Dalla sua bocca escono poche e concise parole d’introduzione: "Signore e signori... buonasera !"
Sta iniziando lo spettacolo chiamato Alfred Hitchcock
Se la cinematografia è stata deliziata dall'aspetto tecnico e narrativo che nel thriller ha avuto la sua netta classificazione, Hitchcock ha avuto il compito di rappresentare l'icona stessa in un nome, dove l'evento visivo era sempre il risultato di una precisa calibratura di soggetti e di ruoli dove gli attori stessi venivano sublimati dalla rappresentazione della storia.
Non aveva più importanza, quindi, se il genere poteva passare dai toni drammatici all'aspetto cruento di un tema horror velato da quell'intenzione. L'importante era lasciare un'impronta patinata che doveva essere la testimonianza di un valore non solo cinematografico, ma di forte e sottile spessore psicologico e culturale .

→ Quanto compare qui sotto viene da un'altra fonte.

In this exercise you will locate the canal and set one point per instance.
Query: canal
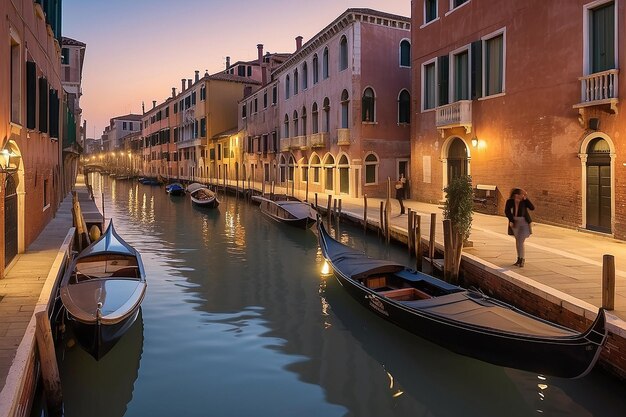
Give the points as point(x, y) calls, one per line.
point(238, 321)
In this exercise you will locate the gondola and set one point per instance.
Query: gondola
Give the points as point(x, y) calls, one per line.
point(175, 188)
point(464, 321)
point(202, 196)
point(290, 211)
point(102, 290)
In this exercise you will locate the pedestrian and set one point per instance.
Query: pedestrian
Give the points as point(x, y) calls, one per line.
point(517, 211)
point(400, 191)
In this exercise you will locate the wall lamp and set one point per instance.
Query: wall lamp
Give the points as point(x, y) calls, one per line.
point(6, 157)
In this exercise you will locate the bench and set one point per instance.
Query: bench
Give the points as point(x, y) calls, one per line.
point(486, 199)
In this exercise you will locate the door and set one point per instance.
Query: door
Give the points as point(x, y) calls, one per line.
point(10, 220)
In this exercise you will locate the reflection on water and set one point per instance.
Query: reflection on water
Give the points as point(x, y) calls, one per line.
point(239, 322)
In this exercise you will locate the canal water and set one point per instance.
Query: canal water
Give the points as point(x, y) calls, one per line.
point(238, 321)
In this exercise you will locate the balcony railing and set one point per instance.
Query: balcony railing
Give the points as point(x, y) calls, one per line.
point(454, 115)
point(599, 88)
point(343, 136)
point(318, 140)
point(298, 142)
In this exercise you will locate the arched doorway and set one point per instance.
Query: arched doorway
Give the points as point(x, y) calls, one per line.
point(10, 219)
point(457, 159)
point(598, 170)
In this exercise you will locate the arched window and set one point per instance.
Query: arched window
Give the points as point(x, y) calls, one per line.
point(326, 121)
point(345, 102)
point(303, 117)
point(316, 69)
point(343, 53)
point(404, 107)
point(405, 53)
point(295, 82)
point(315, 119)
point(367, 106)
point(295, 123)
point(371, 169)
point(325, 64)
point(305, 76)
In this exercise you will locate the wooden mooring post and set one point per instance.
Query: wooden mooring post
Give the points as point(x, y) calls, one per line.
point(608, 282)
point(49, 368)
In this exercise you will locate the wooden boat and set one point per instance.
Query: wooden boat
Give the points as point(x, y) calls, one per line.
point(175, 188)
point(464, 321)
point(102, 290)
point(289, 210)
point(202, 196)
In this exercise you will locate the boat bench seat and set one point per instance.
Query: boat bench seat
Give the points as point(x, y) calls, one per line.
point(405, 294)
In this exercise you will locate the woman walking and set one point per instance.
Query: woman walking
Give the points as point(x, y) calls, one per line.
point(517, 211)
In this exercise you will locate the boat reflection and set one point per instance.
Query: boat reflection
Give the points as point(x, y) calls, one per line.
point(105, 387)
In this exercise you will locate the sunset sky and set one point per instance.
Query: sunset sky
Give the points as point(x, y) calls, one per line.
point(137, 50)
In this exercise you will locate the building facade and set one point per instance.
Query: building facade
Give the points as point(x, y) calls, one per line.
point(31, 99)
point(339, 109)
point(523, 94)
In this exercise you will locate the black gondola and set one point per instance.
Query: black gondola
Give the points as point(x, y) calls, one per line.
point(464, 321)
point(102, 290)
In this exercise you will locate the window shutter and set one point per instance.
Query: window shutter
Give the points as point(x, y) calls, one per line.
point(31, 95)
point(476, 70)
point(442, 79)
point(43, 105)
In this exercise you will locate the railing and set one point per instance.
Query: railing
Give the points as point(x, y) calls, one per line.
point(456, 114)
point(598, 88)
point(343, 136)
point(318, 140)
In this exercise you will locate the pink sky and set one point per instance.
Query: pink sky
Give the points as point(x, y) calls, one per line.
point(137, 50)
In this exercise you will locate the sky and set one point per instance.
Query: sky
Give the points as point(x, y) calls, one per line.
point(137, 50)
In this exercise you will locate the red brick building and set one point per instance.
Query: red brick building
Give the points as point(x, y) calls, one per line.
point(523, 94)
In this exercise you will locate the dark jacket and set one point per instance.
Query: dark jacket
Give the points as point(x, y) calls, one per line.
point(522, 210)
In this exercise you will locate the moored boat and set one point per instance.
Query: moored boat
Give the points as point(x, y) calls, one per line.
point(102, 290)
point(464, 321)
point(202, 196)
point(290, 211)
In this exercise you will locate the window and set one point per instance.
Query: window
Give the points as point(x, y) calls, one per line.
point(404, 107)
point(286, 129)
point(460, 73)
point(494, 65)
point(315, 119)
point(295, 82)
point(405, 53)
point(429, 84)
point(316, 69)
point(16, 83)
point(305, 76)
point(343, 53)
point(601, 37)
point(325, 64)
point(367, 105)
point(430, 10)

Alfred Hitchcock ha avuto questa grande capacità. Tanti attori sono passati sotto le mani di tante sceneggiature firmate dalla sua regia e nessuno ha mai subito l'etichettatura di un genere a volte scomodo nel suo stesso utilizzo: Laurence Olivier, Anthony Perkins, James Stewart, Cary Grant, Sean Connery per passare alle partner femminili di prestigio come Janet Leight, Grace Kelly, Doris Day e Tippi Hedren. Ogni grande attore ha solo potuto essere deliziato da una precisa scelta di caratteri e ruoli che hanno solo potuto definire il meglio della cinematografia mondiale e non solo di un genere.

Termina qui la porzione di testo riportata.